I hadn’t mentioned the hand in my reply texts because it was not a conversation I wanted to have over text—I didn’t like having any conversations with my daughter over text unless it was about picking up something from the store or what time she was going to be home—since it would be much easier for her to avoid the questions.
“His name is Jacques, and he’s amazing, Mom,” Violet gushed. “I met him on the way to one of my classes. Well, actually, I was lost, and he showed me where I was going. He was so polite. And he understood my terrible French, and Mom, he’s so handsome.”
Violet spoke quickly, her excitement making all of her words run together like when she was a little girl.
I smiled despite the worry that had spiked within me since I saw the edge of that masculine hand. Violet had brought a total of two boys home before. Both of whom she didn’t seem overly interested in, both of whom she’d dated because she thought her father would approve of them. They were football players, from good—read rich—families, handsome, polite. Always shaking Preston’s hand, looking him in the eye and calling me ma’am despite my repeated insistence that they call me by my first name.
Preston wouldn’t have liked that anyway.
Violet had lost her virginity to one of those boys. James. Quarterback. Sweet. Square jawed. Adored Violet—as did most of the boys in her high school. She told me about it the day after it happened. I’d tried my hardest to make sex an open and healthy topic between the two of us. I wanted her to feel comfortable with her sexuality. I didn’t want her having the issues with sex that I did.
So when she told me it hurt, it was quick and James had no idea what he was doing, I was able to tell her that most boys didn’t. Then she promptly told me she was done sleeping with boys.
That had scared the crap out of me. But luckily, she didn’t bring home or sleep with any middle-aged men.
“And Jacques is a student too?” I asked, a pit in my stomach.
Her pause told me all I needed to know.
“He’s technically a teaching assistant,” she said, already defensive. An argument that she’d no doubt rehearsed in her head. “He graduated early… He’s a genius, by the way, Mom. He speaks four languages.”
“He’s a European,” I muttered. “That’s not that impressive.”
“Mom.” The single world was a long-suffering scolding that had luckily occurred only sporadically in her life. The word ‘mom’ could be a signifier of many things. Could communicate hundreds of ailments, needs, moods and wants.
It was the only title that I was proud of my whole life.
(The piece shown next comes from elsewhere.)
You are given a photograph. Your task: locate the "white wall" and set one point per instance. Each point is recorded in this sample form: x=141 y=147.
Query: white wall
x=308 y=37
Mother.
She was my one accomplishment. My kind, well-adjusted, smart, caring and fearless daughter. One who was traveling another continent, falling in love, needing me less.
“How old is he?” I asked with a sigh. My eyes were blurry with tears. Tears due to missing her, grieving for her childhood.
“He’s twenty-six,” she said. “Like a young twenty-six. But also an old soul. Like me.”
I smiled as a tear streamed down my face.
A rabbit scurried across the road, and I swerved to miss it. You weren’t supposed to swerve for animals, but I couldn’t help it. My phone fell from the crook of my ear and down into my lap.
“Crap!” I called out, struggling to catch my phone before it fell down the dreaded crack between the seats. The car swerved ever so slightly, but I didn’t crash into anything.
“Mom?” The word was stated with concern now.
“I’m fine,” I yelled, fumbling for the phone with one hand, steering with the other, and doing my best to peer at the road while bent down.